Dass die Region in dieser Hinsicht gut aufgestellt ist, wird klar, wenn man über den Markt läuft. Einige Verkaufswägen stehen vor der Halle, hier gibt es Kartoffeln, Käse und Fleisch, der Rest der Aussteller präsentiert seine Waren in der Halle. Hier ist die Bandbreite noch größer.

Anton Herzing zum Beispiel verkauft Bio-Honig aus Büchenbach bei Pegnitz. Für die Bio-Zertifizierung wird sein Honig regelmäßig auf die richtige Qualität untersucht und er muss genau darauf achten, mit welchen Materialen seine Bienenstöcke isoliert sind, was die Bienen im Winter zu fressen bekommen, wie eventuelle Schädlinge im Stock bekämpft werden, und dass die Bienenstöcke naturnah positioniert sind. Naturnähe ist für Herzing sowieso Kernthema, nicht nur bei seinem Honig selbst. „Mein Hauptziel ist es eigentlich Kinder und Jugendliche mehr in die Natur einzubinden.
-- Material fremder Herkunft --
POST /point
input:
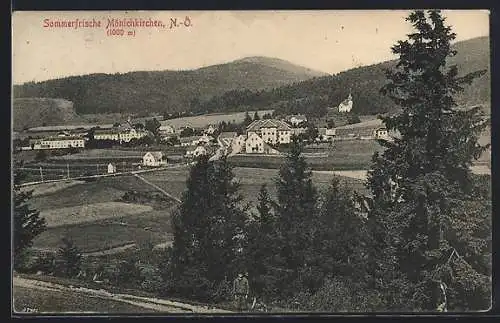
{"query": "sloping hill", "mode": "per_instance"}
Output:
(164, 91)
(283, 65)
(364, 83)
(31, 112)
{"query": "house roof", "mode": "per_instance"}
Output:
(156, 154)
(227, 134)
(195, 148)
(268, 123)
(107, 131)
(189, 139)
(62, 138)
(298, 116)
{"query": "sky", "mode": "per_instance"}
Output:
(329, 41)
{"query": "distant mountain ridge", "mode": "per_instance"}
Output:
(165, 91)
(314, 95)
(252, 83)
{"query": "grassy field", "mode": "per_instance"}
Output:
(60, 302)
(105, 189)
(345, 155)
(251, 179)
(91, 212)
(153, 226)
(208, 119)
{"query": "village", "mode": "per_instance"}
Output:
(162, 142)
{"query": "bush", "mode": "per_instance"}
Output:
(151, 279)
(341, 294)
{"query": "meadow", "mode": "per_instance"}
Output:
(205, 120)
(112, 228)
(344, 155)
(250, 179)
(153, 223)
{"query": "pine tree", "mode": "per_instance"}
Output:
(208, 232)
(27, 222)
(425, 170)
(261, 247)
(297, 213)
(70, 258)
(341, 241)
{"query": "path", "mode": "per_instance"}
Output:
(157, 187)
(160, 305)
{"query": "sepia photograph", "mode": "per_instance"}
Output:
(251, 162)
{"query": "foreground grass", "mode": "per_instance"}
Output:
(105, 234)
(44, 301)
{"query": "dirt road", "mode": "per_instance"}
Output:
(159, 305)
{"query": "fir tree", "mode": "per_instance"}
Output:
(261, 250)
(247, 120)
(425, 170)
(208, 232)
(341, 241)
(70, 258)
(297, 213)
(27, 222)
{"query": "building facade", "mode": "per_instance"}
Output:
(119, 135)
(59, 143)
(271, 131)
(153, 159)
(346, 105)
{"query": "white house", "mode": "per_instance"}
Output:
(59, 143)
(205, 140)
(154, 159)
(346, 105)
(226, 138)
(210, 129)
(111, 168)
(107, 134)
(254, 144)
(271, 131)
(381, 133)
(196, 151)
(166, 130)
(238, 144)
(130, 134)
(295, 120)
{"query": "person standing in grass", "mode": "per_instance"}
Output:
(240, 291)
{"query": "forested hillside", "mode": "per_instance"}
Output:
(165, 91)
(249, 84)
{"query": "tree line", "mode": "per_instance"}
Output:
(420, 242)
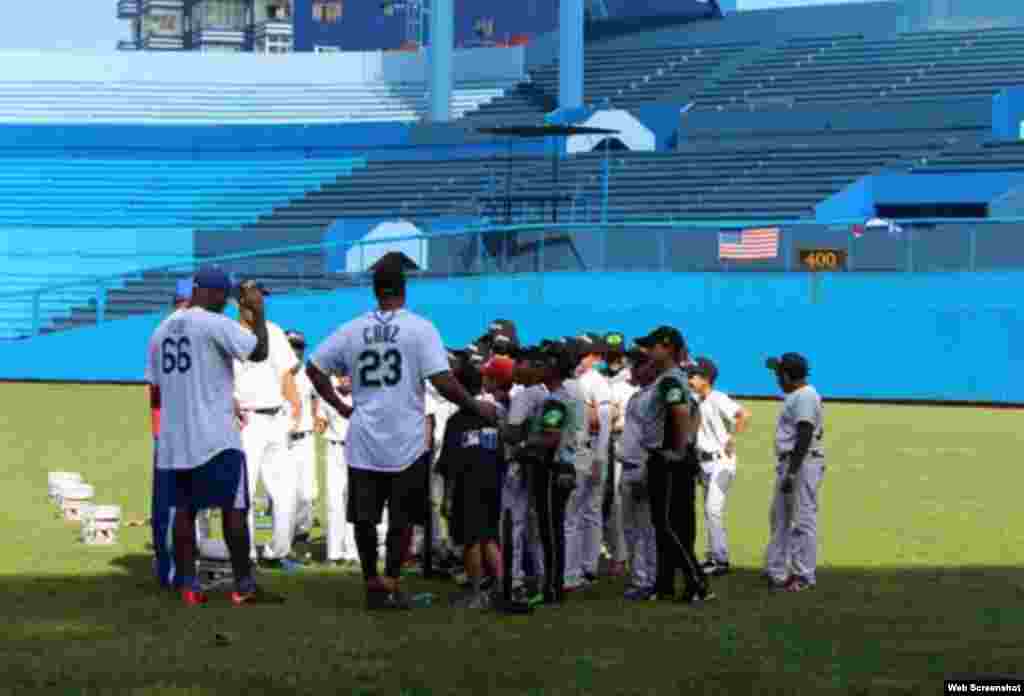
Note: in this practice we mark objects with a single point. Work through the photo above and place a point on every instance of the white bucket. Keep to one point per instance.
(102, 525)
(57, 479)
(72, 499)
(86, 519)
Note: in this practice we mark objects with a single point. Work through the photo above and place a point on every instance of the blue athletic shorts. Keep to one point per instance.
(221, 482)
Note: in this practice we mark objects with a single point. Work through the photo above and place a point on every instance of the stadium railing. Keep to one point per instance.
(919, 246)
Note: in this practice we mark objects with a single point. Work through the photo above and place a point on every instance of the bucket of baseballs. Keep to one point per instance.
(55, 480)
(103, 523)
(73, 498)
(86, 519)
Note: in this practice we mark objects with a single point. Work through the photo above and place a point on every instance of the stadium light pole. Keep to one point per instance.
(570, 54)
(441, 41)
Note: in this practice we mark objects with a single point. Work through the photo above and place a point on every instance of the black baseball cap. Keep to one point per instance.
(706, 367)
(591, 343)
(663, 336)
(389, 278)
(212, 278)
(504, 328)
(258, 285)
(793, 365)
(615, 342)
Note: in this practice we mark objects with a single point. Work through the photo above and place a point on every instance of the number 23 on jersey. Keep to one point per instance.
(378, 368)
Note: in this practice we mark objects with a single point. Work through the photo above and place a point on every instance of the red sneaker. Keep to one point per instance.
(194, 598)
(259, 596)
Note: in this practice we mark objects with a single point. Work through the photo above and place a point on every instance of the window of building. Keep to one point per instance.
(328, 11)
(162, 24)
(274, 44)
(221, 14)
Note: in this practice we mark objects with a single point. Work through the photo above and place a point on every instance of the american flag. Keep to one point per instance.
(750, 244)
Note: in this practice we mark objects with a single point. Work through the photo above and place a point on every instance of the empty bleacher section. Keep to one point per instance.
(64, 220)
(205, 88)
(853, 69)
(225, 103)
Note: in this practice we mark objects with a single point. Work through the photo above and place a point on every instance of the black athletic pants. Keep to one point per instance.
(551, 501)
(673, 494)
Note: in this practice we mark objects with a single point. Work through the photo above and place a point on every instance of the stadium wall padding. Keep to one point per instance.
(955, 337)
(861, 198)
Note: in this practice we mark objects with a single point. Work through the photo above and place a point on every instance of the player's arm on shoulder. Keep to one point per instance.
(681, 422)
(449, 387)
(555, 419)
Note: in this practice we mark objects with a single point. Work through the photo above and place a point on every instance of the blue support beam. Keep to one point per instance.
(570, 53)
(441, 48)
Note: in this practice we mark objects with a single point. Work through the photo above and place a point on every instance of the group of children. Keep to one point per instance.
(567, 465)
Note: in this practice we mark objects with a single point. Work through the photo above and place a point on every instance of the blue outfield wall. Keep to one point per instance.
(886, 336)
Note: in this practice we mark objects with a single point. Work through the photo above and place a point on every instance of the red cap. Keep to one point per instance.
(500, 368)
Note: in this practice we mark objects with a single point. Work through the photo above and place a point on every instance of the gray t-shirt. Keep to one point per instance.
(669, 390)
(803, 404)
(389, 355)
(190, 360)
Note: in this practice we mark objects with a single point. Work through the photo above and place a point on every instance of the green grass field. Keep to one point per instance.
(922, 577)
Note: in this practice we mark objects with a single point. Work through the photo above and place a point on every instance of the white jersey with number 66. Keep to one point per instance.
(388, 354)
(189, 359)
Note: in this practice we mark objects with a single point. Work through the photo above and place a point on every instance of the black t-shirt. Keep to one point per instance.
(470, 441)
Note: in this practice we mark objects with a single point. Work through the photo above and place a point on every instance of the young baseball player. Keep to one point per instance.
(389, 353)
(472, 458)
(671, 480)
(584, 520)
(637, 527)
(548, 438)
(162, 511)
(528, 394)
(622, 389)
(302, 444)
(261, 389)
(791, 560)
(189, 367)
(721, 420)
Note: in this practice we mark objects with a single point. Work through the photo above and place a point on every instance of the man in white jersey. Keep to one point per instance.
(389, 353)
(189, 368)
(620, 378)
(584, 521)
(261, 389)
(638, 530)
(791, 559)
(671, 474)
(302, 444)
(721, 420)
(340, 537)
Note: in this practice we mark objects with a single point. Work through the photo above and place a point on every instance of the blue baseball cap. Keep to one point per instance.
(182, 290)
(212, 278)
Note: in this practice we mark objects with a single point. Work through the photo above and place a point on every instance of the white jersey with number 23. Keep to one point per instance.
(388, 354)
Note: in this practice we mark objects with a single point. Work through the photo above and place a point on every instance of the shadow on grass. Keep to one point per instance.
(861, 631)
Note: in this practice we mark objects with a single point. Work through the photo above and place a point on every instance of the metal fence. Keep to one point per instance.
(910, 247)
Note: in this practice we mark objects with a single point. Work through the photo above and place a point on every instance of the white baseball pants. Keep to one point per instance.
(638, 530)
(265, 442)
(340, 533)
(515, 501)
(614, 535)
(304, 457)
(584, 527)
(794, 517)
(717, 477)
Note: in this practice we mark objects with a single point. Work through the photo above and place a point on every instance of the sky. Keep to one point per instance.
(92, 25)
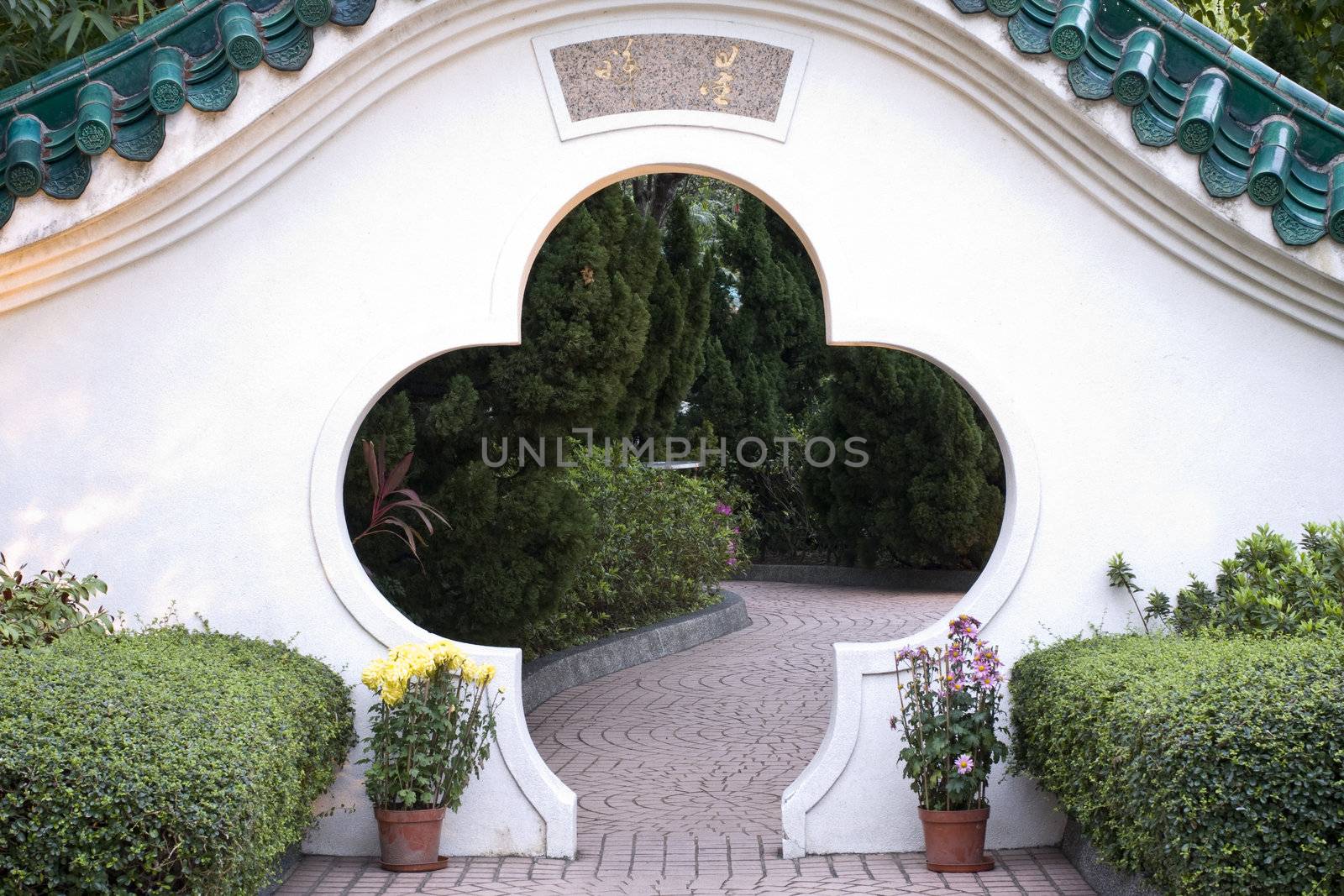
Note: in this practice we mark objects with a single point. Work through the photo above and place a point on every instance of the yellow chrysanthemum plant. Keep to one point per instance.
(432, 726)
Bereits seit 20 Jahren engagiert sich der Imker deshalb in der Kinder- und Jugendarbeit. Angefangen hat es mit Ferienprogrammen, in denen er mit Kindern zum Beispiel für ein Stadtfest in Pegnitz einen Leiterwagen nach traditioneller Handwerkskunst nachbaute – Heute dreht sich sein Engagement vor allem um Bienen. Mit der Stadt hat er den Wald- und Imkerlehrpfad neugestaltet und dabei besonders auf Schulklassen zugeschnitten, und er arbeitet regelmäßig mit Klassen und Kindergärten bei Seminaren und Workshops zusammen, denen er dann zum Beispiel zeigt wie Bienen leben, oder wie Honig geschleudert wird. „Wir wollen Schule ins Grüne rausbringen“, sagt er.
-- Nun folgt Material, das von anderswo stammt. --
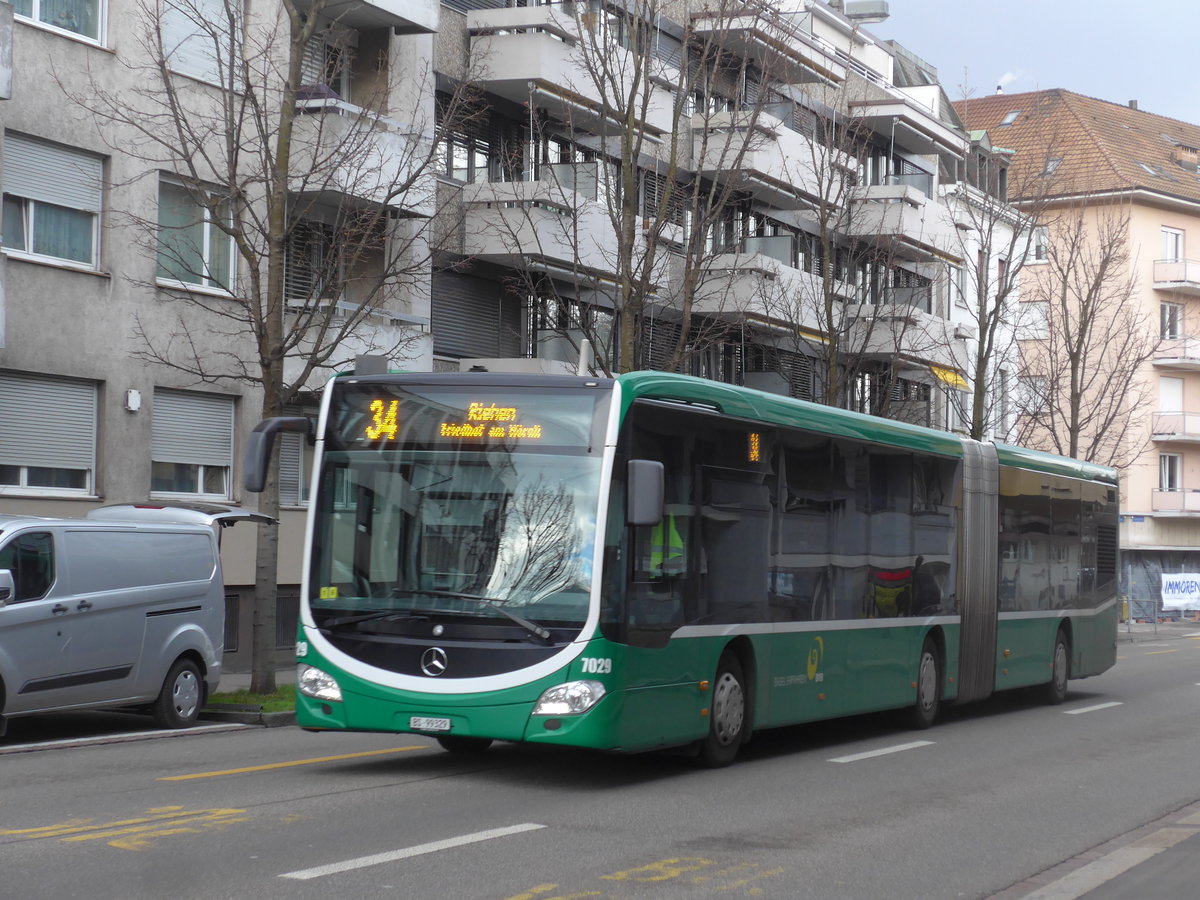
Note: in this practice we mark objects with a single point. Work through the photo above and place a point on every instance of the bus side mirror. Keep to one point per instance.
(262, 442)
(643, 504)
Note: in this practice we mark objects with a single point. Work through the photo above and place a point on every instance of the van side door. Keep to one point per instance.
(35, 629)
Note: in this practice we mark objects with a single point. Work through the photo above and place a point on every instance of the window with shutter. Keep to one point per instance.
(199, 39)
(195, 245)
(83, 18)
(191, 444)
(48, 439)
(52, 198)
Schräg gegenüber von Anton Herzings Honigstand präsentiert Bayerns kleinster Dorfladen seine Produkte. „Unser Bürgerladen aus Emtmannsberg soll Bauern im Landkreis gebündelt eine Plattform anbieten“, erklärt der Mitinitiator Gerhard Herrmannsdorfer. Statt die Produkte selbst auf dem eigenen Hof, oder sie an die großen Supermärkte in den Städten zu verkaufen, soll der kleine Dorfladen eine Zwischenlösung für Produzenten und Kunden anbieten. Der Laden wird dabei nur von Freiwilligen geführt, die ihn Anfangs gemeinsam finanziert und ihn nun abwechseln in drei-Stunden-Schichten pro Woche am Laufen halten. „Vielleicht konsumiert man bei uns ein bisschen weniger, aber dafür bewusster“, sagt Herrmannsdorfer. Ihm geht es dabei um die Wertschätzung regionaler Lebensmittel.

Ein zumindest traditionell weniger regionales Lebensmittel bringt das Bayreuther Start-up „Kimchi & Friends“ auf den Creußener Fairtrademarkt. Kimchi, fermentiertes Gemüse, meistens Kohl, kommt ursprünglich aus Südkorea, erlebt in Europa gerade einen regelrechten Boom. Pascal Suter, einer der Gründer des jungen Unternehmens kannte das oft stark mit Knoblauch gewürzte Lebensmittel schon lange bevor es in Europa so beliebt wurde. „Wir haben früher in Badewannen hunderte Kilo Kimchi gemacht“, erzählt er lachend.

Während dem Lockdown hat er dann mit einem Freund, seinem späteren Gründungspartner, angefangen Kimchi zu machen und an Freunde zu verschenken. Das kam wohl gut an: „Die haben uns dann ermutigt, das auch zu vermarkten“. Das klappt bisher schon ganz gut für das noch sehr junge Unternehmen. Im Bayreuther Unverpacktladen Hamsterbacke kann man Suters Kimchi bereits kaufen und mit einigen anderen Läden und Gastrobetrieben laufen Gespräche für Kooperationen, erzählt er stolz. Neben der Produktion, sind die beiden Gründer auch davon begeistert, ihre Liebe zu fermentierten Gemüse weiterzugeben. In Workshops kann man von den beiden lernen, sein Gemüse nach dem koreanischen Rezept einzulegen und darf auch gleich sein eigenes Kimchi zubereiten und zuhause fertig gären lassen.